When I'm in England, I know I'm a visitor, but being a white man in England with ancestry that's German and Italian, I have a history with the Romans and the Saxons. I feel some connection and ancestry here, as weird as that sounds.
It may come as a surprise to people, but I'm actually quite boring and normal. What do I do? I read books. I drive my kid to school. I have lunch with my wife. I pick my kid up from school. I go home.
Acting is always at the core of my life, but I'm also excited about producing. I'm excited about directing, and I have a life in the filmmaking world, and so I want to explore all aspects of it, not just the acting, but acting is the root.
Most of my favourite moments in film have been when I've had an opportunity to say something from scratch, something original, whether I jotted down a few lines or it came out in improvisation.
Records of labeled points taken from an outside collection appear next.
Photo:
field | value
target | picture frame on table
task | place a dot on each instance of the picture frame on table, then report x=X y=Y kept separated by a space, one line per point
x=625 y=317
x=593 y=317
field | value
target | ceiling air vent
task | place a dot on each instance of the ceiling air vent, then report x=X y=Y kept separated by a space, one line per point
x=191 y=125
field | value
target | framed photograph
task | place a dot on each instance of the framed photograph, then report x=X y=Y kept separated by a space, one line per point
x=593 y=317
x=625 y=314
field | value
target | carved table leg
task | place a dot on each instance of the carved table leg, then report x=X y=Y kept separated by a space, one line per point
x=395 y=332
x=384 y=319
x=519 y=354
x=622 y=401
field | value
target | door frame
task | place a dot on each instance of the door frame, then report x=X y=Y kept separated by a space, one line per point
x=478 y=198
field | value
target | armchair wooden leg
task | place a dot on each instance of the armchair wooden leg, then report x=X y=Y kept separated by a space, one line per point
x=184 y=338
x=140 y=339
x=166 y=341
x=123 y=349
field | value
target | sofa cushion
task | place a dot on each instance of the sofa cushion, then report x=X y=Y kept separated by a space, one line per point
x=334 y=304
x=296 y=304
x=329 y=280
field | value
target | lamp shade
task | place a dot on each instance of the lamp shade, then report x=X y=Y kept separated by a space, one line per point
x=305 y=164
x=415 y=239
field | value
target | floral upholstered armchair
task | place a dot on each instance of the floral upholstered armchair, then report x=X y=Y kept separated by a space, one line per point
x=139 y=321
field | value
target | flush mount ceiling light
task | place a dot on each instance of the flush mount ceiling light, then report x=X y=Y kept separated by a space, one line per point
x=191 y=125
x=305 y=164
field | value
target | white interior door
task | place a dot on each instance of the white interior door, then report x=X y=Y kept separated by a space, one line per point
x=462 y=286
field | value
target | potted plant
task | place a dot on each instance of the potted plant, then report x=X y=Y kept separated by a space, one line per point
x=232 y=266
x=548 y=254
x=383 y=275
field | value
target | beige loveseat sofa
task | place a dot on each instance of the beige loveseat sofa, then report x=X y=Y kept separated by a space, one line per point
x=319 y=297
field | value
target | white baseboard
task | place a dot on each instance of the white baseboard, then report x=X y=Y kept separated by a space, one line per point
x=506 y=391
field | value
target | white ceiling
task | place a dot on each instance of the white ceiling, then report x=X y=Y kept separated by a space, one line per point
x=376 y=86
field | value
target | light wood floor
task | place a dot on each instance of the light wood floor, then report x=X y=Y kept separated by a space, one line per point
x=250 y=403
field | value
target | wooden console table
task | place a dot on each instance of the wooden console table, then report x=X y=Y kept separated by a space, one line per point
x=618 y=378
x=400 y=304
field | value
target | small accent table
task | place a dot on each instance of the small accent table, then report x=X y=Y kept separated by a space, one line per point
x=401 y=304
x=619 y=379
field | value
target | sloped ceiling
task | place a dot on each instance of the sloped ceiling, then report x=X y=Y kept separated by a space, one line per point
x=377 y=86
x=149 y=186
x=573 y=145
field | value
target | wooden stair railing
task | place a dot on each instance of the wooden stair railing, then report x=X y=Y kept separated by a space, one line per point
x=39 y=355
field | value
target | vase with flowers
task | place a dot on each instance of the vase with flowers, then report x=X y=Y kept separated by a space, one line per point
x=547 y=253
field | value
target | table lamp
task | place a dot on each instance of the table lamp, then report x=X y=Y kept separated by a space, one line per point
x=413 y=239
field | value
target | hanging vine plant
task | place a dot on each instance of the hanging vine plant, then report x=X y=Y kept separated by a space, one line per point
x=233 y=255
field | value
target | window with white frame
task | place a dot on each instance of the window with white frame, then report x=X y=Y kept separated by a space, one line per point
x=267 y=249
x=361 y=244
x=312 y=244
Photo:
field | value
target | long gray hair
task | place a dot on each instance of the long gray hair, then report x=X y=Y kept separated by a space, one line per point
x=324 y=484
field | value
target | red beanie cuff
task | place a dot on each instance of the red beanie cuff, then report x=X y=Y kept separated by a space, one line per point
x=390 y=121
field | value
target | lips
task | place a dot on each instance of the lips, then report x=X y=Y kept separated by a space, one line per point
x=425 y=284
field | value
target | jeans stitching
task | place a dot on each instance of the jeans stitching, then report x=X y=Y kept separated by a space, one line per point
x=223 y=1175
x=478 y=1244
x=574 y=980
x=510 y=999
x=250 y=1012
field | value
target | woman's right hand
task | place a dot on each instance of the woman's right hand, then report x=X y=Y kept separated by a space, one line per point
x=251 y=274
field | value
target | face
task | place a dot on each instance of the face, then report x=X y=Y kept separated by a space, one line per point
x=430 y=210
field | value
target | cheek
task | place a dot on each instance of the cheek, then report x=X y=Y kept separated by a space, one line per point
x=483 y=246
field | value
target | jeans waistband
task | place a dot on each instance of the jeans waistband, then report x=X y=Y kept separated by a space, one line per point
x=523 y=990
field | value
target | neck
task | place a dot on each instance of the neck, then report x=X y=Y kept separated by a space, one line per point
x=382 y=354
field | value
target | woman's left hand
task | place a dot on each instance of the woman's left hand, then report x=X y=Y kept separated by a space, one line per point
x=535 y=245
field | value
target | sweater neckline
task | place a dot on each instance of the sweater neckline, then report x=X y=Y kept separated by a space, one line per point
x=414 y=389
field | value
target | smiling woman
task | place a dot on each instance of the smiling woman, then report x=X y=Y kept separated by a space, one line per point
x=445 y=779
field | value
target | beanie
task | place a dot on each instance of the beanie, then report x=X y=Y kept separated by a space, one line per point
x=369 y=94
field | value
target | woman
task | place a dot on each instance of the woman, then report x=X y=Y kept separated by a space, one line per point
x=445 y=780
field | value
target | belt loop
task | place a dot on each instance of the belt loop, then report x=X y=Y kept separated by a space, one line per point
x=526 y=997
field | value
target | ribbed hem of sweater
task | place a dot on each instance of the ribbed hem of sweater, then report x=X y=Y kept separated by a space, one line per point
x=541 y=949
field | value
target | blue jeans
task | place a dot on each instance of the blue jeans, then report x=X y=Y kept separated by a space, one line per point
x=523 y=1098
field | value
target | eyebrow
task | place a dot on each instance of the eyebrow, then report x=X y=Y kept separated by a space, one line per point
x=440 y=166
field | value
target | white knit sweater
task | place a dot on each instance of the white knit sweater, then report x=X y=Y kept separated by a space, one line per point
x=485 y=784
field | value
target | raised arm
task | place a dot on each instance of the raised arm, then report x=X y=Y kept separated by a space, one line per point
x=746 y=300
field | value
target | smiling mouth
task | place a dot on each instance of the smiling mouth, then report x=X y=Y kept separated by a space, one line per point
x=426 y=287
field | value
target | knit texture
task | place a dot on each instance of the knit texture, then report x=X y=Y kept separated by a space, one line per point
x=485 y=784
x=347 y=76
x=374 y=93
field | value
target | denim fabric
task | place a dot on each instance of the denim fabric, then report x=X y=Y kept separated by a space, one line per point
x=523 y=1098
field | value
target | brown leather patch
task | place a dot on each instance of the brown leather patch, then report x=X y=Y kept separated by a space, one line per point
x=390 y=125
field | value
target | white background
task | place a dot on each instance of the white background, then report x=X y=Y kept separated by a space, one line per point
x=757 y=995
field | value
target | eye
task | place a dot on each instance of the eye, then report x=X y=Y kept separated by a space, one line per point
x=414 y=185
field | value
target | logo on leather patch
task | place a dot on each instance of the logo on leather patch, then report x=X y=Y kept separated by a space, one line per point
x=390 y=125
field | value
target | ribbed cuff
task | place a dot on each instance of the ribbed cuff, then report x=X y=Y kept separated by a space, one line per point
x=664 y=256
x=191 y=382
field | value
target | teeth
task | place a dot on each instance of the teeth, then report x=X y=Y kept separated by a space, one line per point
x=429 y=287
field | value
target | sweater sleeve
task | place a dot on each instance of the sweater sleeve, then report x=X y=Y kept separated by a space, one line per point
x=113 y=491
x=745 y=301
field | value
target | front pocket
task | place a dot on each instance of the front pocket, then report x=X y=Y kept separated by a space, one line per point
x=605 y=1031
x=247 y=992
When I was eight, I would look at the cover of the 'Ghost Rider' comic book in my little home in Long Beach, California, and I couldn't get my head around how something that scary could also be good. To me it was my first philosophical awakening - 'How is this possible, this duality?'
I've always had a soft spot for comic books. I learned to read from them. The words in them were so interesting.
Picasso said, 'Art is a lie that tells the truth.' What if you just want to tell the truth and not lie about it?
How do you rebel in a family of rebels? That's the age-old question. I guess I could have by not going into the arts, but the thing is, I couldn't do anything else.